Orforglipron, an Eli Lilly oral small-molecule GLP-1 receptor agonist, is in late-stage development. It produces weight loss comparable to injectable semaglutide at appropriate doses and could meaningfully change the oral alternative landscape for both compounds.

Amycretin, a Novo Nordisk combined GLP-1 and amylin agonist in a single molecule, is in earlier-stage development. Phase 1 data suggest weight-loss signals competitive with tirzepatide. If Phase 3 data confirm the signal, amycretin becomes the first mono-molecule compound to combine GLP-1 and amylin, changing the CagriSema landscape entirely.

Survodutide, a Boehringer Ingelheim GLP-1 and glucagon dual agonist (not tirzepatide's GIP plus GLP-1 dual but a different dual coverage), is in Phase 3 development with distinct mechanism-of-action properties that make it an interesting comparator for metabolic and liver-disease research.

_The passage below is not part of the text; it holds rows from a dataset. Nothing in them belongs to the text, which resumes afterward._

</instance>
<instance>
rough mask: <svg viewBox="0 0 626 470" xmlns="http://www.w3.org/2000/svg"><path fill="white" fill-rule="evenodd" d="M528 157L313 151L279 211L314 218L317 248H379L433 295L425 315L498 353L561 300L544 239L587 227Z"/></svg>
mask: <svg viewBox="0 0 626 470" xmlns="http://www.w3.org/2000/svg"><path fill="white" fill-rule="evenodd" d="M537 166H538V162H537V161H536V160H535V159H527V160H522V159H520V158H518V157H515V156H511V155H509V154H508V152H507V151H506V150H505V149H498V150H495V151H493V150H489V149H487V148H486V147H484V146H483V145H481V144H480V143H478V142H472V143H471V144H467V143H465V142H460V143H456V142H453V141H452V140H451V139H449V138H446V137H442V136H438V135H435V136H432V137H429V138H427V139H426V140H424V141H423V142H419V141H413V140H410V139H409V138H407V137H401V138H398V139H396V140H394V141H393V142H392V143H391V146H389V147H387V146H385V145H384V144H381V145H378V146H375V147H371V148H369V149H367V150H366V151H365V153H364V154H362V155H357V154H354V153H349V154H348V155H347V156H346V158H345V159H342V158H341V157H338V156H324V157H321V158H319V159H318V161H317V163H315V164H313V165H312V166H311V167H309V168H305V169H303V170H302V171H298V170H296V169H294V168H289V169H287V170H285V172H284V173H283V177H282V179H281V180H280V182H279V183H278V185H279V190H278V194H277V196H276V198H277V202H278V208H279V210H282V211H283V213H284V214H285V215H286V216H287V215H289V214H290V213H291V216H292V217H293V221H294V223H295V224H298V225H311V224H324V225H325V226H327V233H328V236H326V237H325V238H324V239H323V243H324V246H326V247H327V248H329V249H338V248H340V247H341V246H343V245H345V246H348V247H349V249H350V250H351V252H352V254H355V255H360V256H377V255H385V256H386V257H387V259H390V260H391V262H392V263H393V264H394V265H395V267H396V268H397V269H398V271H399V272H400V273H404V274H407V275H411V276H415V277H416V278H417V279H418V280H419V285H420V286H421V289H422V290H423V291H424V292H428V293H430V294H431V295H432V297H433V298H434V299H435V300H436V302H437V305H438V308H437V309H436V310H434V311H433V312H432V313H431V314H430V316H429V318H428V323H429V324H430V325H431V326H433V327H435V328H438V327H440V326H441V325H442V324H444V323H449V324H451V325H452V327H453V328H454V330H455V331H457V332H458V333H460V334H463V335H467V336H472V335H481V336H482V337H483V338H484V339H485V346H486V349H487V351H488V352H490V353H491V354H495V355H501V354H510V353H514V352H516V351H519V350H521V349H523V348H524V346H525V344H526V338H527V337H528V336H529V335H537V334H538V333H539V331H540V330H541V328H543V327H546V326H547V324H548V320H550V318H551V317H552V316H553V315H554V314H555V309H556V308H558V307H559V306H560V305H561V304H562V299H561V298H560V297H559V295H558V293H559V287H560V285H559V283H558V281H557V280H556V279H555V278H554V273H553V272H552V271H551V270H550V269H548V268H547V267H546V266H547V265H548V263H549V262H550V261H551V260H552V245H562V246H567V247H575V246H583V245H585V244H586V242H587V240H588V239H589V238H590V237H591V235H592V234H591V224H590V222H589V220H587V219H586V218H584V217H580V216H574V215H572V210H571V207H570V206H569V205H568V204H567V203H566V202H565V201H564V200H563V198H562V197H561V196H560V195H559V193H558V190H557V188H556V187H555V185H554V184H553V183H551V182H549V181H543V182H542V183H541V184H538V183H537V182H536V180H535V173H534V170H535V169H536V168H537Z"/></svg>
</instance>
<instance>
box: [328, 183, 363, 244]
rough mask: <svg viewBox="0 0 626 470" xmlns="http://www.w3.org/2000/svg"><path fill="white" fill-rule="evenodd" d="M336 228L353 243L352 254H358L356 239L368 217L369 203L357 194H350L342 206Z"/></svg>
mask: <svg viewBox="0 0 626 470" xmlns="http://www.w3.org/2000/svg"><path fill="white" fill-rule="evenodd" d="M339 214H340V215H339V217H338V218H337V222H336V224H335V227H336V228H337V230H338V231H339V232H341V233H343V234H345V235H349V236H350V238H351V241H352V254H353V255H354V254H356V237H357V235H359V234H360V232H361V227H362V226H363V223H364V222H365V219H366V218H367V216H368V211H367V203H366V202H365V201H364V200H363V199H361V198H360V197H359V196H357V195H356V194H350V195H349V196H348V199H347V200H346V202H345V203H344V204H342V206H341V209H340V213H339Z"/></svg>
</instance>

The 2027 and 2028 research landscape will include at least four or five novel compounds with different receptor coverage patterns. For Canadian researchers starting a study today, choosing between semaglutide and tirzepatide is the 2026 question. Choosing between tirzepatide, retatrutide, orforglipron, survodutide, and amycretin will be the 2027 question. Study designs that can accommodate a new comparator arm as it becomes available tend to age better than studies locked into a single compound.